Business Intelligence and Data Warehousing Meet: Magic Ensues

Humans are visually motivated. When we see a movie, we’re drawn to the most beautiful and exotic settings, the most striking and recognizable actors, the biggest explosions. What we don’t spend a lot of time thinking about is the work that happens in the background to create the visual feast of a modern movie.

The same thing happens in the data analysis world. There are some amazing BI options on the market—Looker, Trevor.io, and Tableau, among others. Their products turn analysts into heroes, producing evocative visualizations that bring data stories to life in ways basic tables and spreadsheets simply can’t. But just like in the movies, it’s what happens behind the scenes that makes their magic possible.
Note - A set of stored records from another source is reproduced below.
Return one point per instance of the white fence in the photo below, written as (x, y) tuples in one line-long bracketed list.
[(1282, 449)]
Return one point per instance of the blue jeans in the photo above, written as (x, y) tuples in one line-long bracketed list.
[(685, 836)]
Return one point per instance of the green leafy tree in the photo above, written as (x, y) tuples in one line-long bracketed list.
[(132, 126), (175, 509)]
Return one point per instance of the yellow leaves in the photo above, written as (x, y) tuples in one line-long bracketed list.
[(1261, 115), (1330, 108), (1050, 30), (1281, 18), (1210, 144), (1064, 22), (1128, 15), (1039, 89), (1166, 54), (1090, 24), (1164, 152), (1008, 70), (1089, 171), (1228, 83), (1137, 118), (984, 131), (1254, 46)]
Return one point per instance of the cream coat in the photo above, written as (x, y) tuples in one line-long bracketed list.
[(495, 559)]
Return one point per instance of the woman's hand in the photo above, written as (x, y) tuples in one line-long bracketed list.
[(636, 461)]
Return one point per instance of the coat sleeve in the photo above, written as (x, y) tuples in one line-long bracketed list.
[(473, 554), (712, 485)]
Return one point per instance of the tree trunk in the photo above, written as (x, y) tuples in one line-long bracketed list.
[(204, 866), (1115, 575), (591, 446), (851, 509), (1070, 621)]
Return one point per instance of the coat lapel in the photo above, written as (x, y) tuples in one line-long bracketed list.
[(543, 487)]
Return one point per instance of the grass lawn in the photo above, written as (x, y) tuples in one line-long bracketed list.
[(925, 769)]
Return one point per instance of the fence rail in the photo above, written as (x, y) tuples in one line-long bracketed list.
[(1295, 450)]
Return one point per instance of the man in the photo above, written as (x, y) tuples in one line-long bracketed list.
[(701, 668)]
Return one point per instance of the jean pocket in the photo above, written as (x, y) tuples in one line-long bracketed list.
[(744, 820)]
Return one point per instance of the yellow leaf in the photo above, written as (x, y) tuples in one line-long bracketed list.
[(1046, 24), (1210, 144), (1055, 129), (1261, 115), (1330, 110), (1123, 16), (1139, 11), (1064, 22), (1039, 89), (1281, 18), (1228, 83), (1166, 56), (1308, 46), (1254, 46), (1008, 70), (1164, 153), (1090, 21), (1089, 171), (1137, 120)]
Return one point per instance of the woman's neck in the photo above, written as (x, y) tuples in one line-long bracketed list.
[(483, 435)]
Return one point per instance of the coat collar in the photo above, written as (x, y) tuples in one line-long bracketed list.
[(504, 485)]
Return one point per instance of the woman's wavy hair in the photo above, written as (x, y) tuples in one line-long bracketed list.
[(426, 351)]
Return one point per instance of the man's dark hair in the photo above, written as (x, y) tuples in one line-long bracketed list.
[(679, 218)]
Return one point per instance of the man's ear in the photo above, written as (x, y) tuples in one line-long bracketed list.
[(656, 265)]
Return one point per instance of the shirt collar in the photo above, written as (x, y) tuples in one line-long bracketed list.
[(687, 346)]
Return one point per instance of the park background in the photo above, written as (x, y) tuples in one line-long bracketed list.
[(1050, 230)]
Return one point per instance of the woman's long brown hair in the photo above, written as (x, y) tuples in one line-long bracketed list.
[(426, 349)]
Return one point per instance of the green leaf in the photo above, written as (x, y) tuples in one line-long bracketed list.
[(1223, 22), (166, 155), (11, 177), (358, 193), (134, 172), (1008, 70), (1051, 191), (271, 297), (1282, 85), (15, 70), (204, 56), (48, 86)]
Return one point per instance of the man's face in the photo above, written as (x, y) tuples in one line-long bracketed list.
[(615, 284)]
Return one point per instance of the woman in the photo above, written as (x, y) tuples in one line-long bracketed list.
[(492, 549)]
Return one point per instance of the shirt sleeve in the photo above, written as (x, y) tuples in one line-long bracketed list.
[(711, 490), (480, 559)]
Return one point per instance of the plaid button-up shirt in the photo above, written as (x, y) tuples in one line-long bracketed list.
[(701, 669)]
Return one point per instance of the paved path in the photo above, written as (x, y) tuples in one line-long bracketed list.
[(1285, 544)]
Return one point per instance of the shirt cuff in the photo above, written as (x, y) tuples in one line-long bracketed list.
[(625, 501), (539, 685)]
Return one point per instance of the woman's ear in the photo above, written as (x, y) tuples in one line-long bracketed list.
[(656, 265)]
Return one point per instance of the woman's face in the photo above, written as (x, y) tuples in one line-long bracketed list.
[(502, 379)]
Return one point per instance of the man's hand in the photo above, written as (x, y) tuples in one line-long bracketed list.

Visualizations matter, because not everyone who consumes data is adept at analyzing it. These shareholders’ needs vary—from the big picture to the microcosm, the theoretical to the technical. Getting the right information for all parties is largely a function to pairing the right data storage backend to the best visualization front end.

Amazing data viz starts in the data warehouse

Yep, just like the most amazing movies start on a soundstage somewhere, or in a studio on a back lot, the best data visualizations start with a good data warehouse. Business intelligence and data warehousing go hand in hand, with good storage providing the basis impressive and informative visualizations. Without a data warehouse to store information from a multitude of diverse data sources, the visualizations created by BI programs would be flatter and more two dimensional.

Unlike databases, which typically only contain data from a single application or program or a group of related programs within a platform, data warehouses are origin-agnostic. They take data from all sourcesoperational systems, ERMs, CRMs, social media insights, etc.and the store it together, waiting for a query from an end user to pull it all back out and arrange it. The diversity of these data sources creates the basis for the rich, illustrative, informative data stories we all love pulling from our BI tools.

Good data stories, like good movies, need narratives that can resonate with differing audiences. Because the source data from a data warehouse isn’t siloed like a database, it provides a depth of material that’s relevant and pertinent to a host of decision makers and stakeholders across an organization.

For example, a company that makes widgets has a social media manager who wants to know what’s trending on Twitter about their product. The same information matters—for different reasons—to the operations team and the marketing department.

While the social media manager wants to keep engaging the community, the operations team wants to ensure there’s product available for consumers to buy, and the marketing team wants to know how and where they’re buying it. Differing motivations, and differing data sets, all pulled together with business intelligence and data warehousing.

The best data warehousing options make visualizations render quickly and efficient, maximizing the capabilities of the BI tools they support. 

Hollywood blockbusters are all about the big picture, and so are the visualizations created by business intelligence tools. But the stuff that happens behind the scenes with a smart, adaptive data warehouse? That’s where the real magic happens.